ここ最近、ずーーっと何かを書きたい、という思いはあったんだけど、というか少し書いては→下書き保存を繰り返していたのだけど、ようやく自分の中に少し余裕というか、余白が出来て、まとまった文章が書けそうなので書いてみる。

もう4月も終わりだけど、春の間に書いておきたいテーマがあったので、それについて。

***


桜が綺麗なこの時期になると観たくなる映画がある。
『マザーウォーター』2010年公開の邦画だ。

「かもめ食堂」「めがね」「プール」など、人と場所との関係をテーマにした作品を撮り続けてきたプロジェクトが、豊かな水の流れを持つ街・京都を舞台に描いた人間ドラマ。
ウイスキーしか置かないバーを営むセツコ、コーヒー店を開いたタカコ、豆腐屋のハツミら“水”にこだわる3人の女性と、彼女たちにかかわる人々の日常をつづる。
監督は本作が長編デビューとなる新鋭・松本佳奈。出演は小林聡美、小泉今日子、加瀬亮ら。

映画.com

京都を舞台としており、映像がとても綺麗。
登場人物たちの淡々とした会話と、川の流れなどの自然音、生活音のハーモニーがとても良い。
劇中の音楽もとても良くて、それが更に映画を引き立てている。

サントラだけで聴いても充分素敵なので、CDを持っている程。映画と同じようなゆるい空気感が流れていて、とても良い。
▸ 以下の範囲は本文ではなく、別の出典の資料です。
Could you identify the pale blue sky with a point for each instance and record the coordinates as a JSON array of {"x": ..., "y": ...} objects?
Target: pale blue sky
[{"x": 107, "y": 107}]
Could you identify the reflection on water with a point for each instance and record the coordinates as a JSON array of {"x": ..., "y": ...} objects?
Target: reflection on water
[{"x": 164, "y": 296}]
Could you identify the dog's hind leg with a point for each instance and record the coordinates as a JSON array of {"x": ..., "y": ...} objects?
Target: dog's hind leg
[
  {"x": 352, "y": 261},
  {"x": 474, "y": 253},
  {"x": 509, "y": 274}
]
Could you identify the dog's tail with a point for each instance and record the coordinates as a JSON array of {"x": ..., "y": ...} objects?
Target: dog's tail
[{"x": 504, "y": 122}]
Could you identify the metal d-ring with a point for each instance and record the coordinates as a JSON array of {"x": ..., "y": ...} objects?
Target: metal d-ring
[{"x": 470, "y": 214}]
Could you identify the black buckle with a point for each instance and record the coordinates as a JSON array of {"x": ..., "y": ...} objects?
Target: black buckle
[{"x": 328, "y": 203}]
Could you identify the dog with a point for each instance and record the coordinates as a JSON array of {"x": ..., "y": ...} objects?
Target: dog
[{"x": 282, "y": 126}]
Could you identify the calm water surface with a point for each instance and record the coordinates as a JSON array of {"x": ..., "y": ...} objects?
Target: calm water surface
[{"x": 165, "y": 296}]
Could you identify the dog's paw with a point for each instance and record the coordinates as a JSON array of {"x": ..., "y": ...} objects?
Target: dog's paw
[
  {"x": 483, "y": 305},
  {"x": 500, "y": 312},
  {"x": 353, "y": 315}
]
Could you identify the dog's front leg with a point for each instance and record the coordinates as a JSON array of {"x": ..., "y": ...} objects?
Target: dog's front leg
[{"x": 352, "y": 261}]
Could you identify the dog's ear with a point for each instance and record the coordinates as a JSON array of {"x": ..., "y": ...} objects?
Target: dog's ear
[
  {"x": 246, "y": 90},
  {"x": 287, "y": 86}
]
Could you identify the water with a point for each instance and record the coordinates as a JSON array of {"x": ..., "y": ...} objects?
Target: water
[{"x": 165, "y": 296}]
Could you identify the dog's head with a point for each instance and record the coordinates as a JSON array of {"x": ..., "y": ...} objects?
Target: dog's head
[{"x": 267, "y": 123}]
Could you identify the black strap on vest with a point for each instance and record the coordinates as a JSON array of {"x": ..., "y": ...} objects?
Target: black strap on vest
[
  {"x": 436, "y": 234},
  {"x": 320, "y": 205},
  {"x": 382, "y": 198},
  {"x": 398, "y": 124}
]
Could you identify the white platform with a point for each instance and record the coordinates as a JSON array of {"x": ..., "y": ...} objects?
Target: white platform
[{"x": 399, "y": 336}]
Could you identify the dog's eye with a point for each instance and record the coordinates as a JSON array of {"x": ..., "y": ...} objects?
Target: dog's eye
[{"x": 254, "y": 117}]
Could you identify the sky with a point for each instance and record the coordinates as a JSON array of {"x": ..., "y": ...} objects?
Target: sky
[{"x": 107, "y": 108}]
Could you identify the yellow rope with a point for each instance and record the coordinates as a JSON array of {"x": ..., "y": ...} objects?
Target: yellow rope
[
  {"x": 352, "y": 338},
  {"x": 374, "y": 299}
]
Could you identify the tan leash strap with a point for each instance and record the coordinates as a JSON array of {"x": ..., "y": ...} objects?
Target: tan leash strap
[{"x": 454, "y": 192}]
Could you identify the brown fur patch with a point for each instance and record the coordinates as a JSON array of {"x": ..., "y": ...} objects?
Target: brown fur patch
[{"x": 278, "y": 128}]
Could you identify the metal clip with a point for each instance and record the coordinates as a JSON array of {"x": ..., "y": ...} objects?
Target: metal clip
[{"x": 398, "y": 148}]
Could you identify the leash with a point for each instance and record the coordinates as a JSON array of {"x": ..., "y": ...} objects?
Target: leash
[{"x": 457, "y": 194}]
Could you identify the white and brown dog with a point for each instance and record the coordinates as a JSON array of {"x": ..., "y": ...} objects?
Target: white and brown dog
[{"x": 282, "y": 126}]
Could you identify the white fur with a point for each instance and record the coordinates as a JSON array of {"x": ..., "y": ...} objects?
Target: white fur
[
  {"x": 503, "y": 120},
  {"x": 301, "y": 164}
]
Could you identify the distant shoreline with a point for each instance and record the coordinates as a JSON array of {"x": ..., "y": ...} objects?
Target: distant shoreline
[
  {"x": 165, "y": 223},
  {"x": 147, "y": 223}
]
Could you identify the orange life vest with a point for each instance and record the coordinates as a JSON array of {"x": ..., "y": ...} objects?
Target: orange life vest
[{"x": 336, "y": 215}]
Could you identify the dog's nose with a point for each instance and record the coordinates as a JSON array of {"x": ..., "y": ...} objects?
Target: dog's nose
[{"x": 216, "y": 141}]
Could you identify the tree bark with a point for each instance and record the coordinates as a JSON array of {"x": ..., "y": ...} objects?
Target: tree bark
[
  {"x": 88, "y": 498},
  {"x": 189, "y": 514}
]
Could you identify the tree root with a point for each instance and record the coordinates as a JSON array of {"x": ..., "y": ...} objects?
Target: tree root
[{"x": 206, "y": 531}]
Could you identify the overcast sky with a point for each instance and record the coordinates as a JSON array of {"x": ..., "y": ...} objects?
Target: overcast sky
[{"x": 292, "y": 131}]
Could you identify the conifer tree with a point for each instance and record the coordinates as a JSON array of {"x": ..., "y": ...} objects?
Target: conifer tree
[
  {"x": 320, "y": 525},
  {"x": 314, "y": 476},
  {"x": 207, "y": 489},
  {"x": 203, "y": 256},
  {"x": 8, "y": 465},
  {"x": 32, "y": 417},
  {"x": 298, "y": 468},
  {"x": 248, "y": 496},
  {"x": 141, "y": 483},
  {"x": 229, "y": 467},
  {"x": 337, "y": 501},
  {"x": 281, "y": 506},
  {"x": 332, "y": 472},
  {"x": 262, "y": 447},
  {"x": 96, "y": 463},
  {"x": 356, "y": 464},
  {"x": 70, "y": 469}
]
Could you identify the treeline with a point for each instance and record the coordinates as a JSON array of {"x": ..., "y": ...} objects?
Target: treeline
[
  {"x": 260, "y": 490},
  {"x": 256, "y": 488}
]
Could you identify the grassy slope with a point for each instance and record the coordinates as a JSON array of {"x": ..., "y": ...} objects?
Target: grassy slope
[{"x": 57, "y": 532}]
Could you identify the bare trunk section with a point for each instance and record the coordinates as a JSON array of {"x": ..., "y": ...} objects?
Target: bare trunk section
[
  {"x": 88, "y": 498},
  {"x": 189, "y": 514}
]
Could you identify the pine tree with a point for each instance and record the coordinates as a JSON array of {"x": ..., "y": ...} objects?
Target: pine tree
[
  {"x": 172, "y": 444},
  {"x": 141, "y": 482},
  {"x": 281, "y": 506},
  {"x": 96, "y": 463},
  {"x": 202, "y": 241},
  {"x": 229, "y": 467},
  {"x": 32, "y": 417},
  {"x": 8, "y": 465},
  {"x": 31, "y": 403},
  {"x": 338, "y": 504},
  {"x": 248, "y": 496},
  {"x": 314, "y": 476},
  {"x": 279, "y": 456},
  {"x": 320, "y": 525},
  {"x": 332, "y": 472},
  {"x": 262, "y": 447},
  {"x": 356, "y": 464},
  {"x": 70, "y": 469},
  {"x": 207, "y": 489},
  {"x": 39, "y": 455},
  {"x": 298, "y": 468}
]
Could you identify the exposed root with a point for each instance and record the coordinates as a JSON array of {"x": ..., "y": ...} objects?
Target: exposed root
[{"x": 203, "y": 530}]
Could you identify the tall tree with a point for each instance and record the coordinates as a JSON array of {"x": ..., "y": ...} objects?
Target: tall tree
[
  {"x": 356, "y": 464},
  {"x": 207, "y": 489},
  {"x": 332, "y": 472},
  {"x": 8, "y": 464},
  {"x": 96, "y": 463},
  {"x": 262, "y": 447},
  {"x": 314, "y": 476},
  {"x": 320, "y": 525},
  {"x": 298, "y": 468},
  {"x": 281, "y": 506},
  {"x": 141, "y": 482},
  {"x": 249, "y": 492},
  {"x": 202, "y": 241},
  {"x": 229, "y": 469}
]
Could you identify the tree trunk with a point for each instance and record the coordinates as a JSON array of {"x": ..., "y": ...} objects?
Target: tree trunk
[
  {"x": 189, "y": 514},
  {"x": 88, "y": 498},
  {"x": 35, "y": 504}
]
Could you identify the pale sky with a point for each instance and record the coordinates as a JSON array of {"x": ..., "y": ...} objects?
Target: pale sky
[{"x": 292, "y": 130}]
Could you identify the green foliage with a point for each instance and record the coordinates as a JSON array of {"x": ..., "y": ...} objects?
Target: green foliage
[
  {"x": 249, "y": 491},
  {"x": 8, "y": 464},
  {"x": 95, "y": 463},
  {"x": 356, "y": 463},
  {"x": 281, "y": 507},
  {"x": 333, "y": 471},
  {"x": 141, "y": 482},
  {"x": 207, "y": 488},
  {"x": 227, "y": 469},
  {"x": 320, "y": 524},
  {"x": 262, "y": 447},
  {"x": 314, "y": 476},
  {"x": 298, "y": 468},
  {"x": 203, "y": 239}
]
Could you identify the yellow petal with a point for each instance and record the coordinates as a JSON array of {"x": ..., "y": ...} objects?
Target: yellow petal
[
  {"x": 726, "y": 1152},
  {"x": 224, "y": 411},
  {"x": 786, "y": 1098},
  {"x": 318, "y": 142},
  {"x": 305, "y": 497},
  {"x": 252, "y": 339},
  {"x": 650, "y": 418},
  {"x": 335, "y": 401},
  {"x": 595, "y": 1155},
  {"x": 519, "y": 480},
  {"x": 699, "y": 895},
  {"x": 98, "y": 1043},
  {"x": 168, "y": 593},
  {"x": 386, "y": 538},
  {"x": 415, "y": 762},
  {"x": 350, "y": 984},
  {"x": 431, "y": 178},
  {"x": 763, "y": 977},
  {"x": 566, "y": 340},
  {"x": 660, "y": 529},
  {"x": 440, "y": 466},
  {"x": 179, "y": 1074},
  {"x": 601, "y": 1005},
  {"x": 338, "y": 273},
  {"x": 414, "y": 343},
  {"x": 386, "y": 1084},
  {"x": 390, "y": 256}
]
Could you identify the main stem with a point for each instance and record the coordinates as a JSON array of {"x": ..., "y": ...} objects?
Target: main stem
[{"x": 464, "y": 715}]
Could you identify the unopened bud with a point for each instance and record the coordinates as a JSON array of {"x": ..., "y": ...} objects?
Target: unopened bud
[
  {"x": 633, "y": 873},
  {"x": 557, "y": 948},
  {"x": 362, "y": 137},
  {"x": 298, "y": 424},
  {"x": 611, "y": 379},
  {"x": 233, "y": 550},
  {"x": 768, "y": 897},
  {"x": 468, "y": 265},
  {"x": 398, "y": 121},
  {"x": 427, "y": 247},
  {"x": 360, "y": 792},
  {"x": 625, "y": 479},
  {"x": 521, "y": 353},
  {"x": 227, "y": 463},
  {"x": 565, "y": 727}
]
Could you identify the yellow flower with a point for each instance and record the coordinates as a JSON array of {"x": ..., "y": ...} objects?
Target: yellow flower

鴨川の満開の桜の下に座りながら、マコト(もたいまさこ)とジン(永山絢斗)が会話するシーンがある。

○:マコト ◆:ジン

○ 流れるねぇ
◆ 流れますねぇ
○ なんだかここに来てしまうよねぇ
◆ うーん
○ あんたが決めていいのよ
◆ うん?
○ 自分で決めたことなら、どうなったって面白いから
◆ そうかなぁ
○ そう、どっちに転んだってなるようになるよ
◆ 転ぶのか
○ まだそんな事言ってるの?
◆ だって。
○ いいから一度転んでみな
◆ 転ぶって、どうやって?
○ この川にドボンと飛び込んでみたら?
◆ え?
○ 大丈夫、浮いてくるから
◆ 本当に?
○ 試してごらん
◆ じゃあ、お先にどうぞ
○ 何言ってるの
◆ お手本見せてくださいよ
○ あんた言うねぇ。でも、それじゃあ進化はできないよ。
  人はぴとぴと進化していくから面白いのよ。
◆ ぴとぴと?
○ うん、流れながら見えてくる事もあるしねぇ。

映画『マザーウォーター』より

50代くらいの女性が、20代であろう若者にかける言葉。
このマコトさんは、豆腐屋さんの豆腐を店先で食べてみたり、銭湯では炭酸を飲んだ後に入浴したり、思いつきでいつもと違う場所へ行ってみたり、自由な人として描かれている。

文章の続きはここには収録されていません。